How Speculation is Affecting the Manhattan Apartment Market

by 16 Dec 2012

Real estate in the United States usually boils down to two dialectics. One is the adage about the value of purchasing versus renting a home, and the other is finding the right time to buy. Before the 21st century, most Americans believed that buying a home had greater economic benefits than renting, regardless of the buyer's financial situation. A similar belief was that buyers should not wait to buy a home since residential properties always appreciate. 

When the real estate windfall of the early 21st century came to an end, many Americans realized that the adages about homeownership can prove incorrect during hard times. When the housing market in the U.S. dried up, millions of homeowners got stuck with expensive mortgages and depreciating properties that cost too much to maintain. Most regional housing markets went on the decline, thereby making them unattractive to invest in. 

Not all housing markets, however, exhibited the same behavior. The Manhattan apartment market, one of the most lucrative in the nation, presents a unique paradox in the sense that both rents and prices have increased considerably over the last few decades, and yet a home purchase in the heart of New York City comes at a high premium to own that is simply not justified by the price-rent ratio. 

Real Estate Dynamics in Manhattan

According to a recent study published by the Federal Reserve Bank of New York, apartment prices in Manhattan did not suffer the huge price drops seen in other markets like Los Angeles and Miami. Rents have risen considerably, following an even pattern of supply and demand. Such is not the case with apartment prices, however, as they are not commensurate with monthly rents. 

The true value of apartments in Manhattan is woefully diluted by speculation. The rise of monthly rent payments in New York, except for those subject to rent control, is supported by fundamentals such as housing supply, demand from renters and affordability in terms of the renters' wealth and income. 

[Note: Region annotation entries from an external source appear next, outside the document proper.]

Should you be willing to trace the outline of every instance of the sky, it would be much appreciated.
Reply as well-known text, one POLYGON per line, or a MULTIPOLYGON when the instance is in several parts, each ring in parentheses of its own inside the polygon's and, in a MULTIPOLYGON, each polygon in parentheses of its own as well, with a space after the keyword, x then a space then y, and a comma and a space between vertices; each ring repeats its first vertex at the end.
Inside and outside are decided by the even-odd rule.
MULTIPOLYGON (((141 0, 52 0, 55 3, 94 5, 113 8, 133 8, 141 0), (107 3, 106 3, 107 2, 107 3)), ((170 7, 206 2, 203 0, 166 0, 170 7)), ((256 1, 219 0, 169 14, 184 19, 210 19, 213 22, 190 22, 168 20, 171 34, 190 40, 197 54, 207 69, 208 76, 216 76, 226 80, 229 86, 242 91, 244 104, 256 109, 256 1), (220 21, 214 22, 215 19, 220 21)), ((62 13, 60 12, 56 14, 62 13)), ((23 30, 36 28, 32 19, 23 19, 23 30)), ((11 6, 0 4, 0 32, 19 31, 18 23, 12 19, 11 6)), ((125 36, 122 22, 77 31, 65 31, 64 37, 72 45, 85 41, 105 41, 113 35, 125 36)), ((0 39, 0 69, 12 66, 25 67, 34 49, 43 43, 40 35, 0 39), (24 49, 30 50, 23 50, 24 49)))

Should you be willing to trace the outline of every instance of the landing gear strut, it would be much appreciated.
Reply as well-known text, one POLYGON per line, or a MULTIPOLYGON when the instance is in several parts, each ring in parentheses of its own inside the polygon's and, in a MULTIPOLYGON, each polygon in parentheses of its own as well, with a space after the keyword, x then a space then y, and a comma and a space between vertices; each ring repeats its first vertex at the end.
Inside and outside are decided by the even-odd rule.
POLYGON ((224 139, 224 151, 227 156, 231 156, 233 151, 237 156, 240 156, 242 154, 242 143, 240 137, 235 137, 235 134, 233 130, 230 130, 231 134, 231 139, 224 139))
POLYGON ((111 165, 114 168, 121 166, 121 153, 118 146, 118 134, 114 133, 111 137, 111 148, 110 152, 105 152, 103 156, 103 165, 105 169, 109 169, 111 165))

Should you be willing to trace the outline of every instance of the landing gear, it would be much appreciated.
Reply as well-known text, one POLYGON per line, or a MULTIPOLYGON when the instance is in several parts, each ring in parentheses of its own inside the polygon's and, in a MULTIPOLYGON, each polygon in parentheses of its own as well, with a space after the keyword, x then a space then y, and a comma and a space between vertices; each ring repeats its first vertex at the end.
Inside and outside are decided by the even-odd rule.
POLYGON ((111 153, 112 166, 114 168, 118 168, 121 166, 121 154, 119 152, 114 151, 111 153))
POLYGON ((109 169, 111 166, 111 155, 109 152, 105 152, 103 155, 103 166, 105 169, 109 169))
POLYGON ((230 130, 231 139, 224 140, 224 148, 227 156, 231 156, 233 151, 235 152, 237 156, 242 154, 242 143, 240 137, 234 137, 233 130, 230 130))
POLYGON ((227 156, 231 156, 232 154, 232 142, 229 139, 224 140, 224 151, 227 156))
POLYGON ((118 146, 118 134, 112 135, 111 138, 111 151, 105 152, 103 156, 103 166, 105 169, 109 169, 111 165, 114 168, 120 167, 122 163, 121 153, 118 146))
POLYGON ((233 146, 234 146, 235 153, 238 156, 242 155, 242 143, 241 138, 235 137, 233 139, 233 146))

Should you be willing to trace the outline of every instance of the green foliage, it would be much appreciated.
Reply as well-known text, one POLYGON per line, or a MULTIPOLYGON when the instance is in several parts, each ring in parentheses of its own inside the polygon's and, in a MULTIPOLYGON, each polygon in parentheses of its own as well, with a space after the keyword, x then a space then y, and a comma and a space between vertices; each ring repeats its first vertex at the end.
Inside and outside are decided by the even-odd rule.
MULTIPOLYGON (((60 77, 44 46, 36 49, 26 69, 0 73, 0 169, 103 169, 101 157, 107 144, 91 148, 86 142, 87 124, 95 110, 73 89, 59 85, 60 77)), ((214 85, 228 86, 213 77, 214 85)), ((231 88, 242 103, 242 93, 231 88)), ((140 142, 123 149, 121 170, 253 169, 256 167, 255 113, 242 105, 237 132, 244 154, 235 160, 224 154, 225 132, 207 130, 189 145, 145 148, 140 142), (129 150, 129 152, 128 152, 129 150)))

The Manhattan price-rent ratio used as a metric by the New York Fed is the result of taking the property market price and dividing it by the price of the annual residential lease contract. In this calculation, the costs of apartment ownership such as property taxes, mortgage principal and interest, municipal fees, and maintenance must be taken into account. A high price-rent ratio is indicative of overvalued properties, which is noticeably the case in the Manhattan apartment market. 

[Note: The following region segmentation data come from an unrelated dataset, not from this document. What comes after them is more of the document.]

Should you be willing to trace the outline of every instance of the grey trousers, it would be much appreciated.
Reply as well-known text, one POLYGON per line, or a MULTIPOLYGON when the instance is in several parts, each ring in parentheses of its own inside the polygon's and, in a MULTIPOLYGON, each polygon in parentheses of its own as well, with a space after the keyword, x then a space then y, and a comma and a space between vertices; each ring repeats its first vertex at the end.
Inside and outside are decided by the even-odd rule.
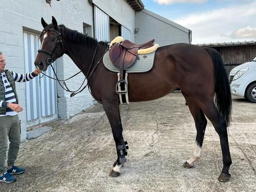
POLYGON ((14 165, 21 144, 21 128, 18 115, 0 117, 0 172, 6 171, 6 150, 9 146, 8 166, 14 165))

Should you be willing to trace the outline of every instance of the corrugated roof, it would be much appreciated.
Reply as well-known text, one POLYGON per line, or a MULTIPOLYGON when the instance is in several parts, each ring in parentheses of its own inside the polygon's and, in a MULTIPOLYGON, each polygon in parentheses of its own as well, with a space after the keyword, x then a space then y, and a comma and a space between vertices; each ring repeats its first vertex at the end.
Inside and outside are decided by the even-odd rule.
POLYGON ((199 46, 206 47, 224 47, 236 45, 256 45, 256 42, 254 41, 237 42, 224 42, 224 43, 204 43, 203 44, 197 44, 199 46))
POLYGON ((144 4, 141 0, 126 0, 126 2, 135 11, 141 11, 144 9, 144 4))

Sustaining Apartment Prices and the Housing Recovery

The high price-rent ratios of the Manhattan apartment market is of particular concern due to the ongoing recovery of the U.S. housing market. Lower mortgage rates and property taxes in New York City have some responsibility in the high price-rent ratio phenomenon, but real estate speculation has played a stronger role.

The appreciation of Manhattan real estate over the last two decades has been largely speculative and artificial, at least according to the price-rent ratio research conducted by the New York Fed. This should not have a significant effect on the burgeoning U.S. housing recovery, however, since data in 2012 suggests that apartment prices are stabilizing while rents are gradually increasing.

COMMENTS

  • by Rick | 12/17/2012 5:59:27 PM

    The only thing speculative here is the reporter's comments. I rent out apartments in the Manhattan market - the blogger appears to have not done any research whatsoever (and doesn't even provide the Fed statistics supposedly supporting his argument). He also ignores the impact of co-operative boards and the restricted nature of this form of housing, as well as the impact of foreign buyers and corporate buyers who may also have homes elsewhere. Manhattan has a unique housing stock mix, with co-ops, condos, brownstones, restrictive rental opportunities between rent-control, rent stabilization, income-restricted co-ops and other subsidized housing, with a wide range of buyer motivations. Also, apartment prices trend differently depending on neighborhood, housing stock ( type and quality) and unit size. To say that the market is speculative, artificial (what does that mean??) and overvalued now and for the past twenty years, is unsupported speculation. It betrays the writer's lack of detailed knowledge about this nuanced and dynamic market. The writer displays a sophmoric grasp of market fundamentals, perhaps betrayed by his comment that this is a "lucrative" market. On what planet can he make that claim? Lucrative for whom? The seller - not necessarily. Like any other, this market has its ups and downs and whether you gain or lose depends on when you bought and when you sold. In addition becuase of the high mix of co-operatives, unit turnover can actually be quite low. Immutable law of markets, any market. This article would never have made it into a publication I would edit. It is not good journalism.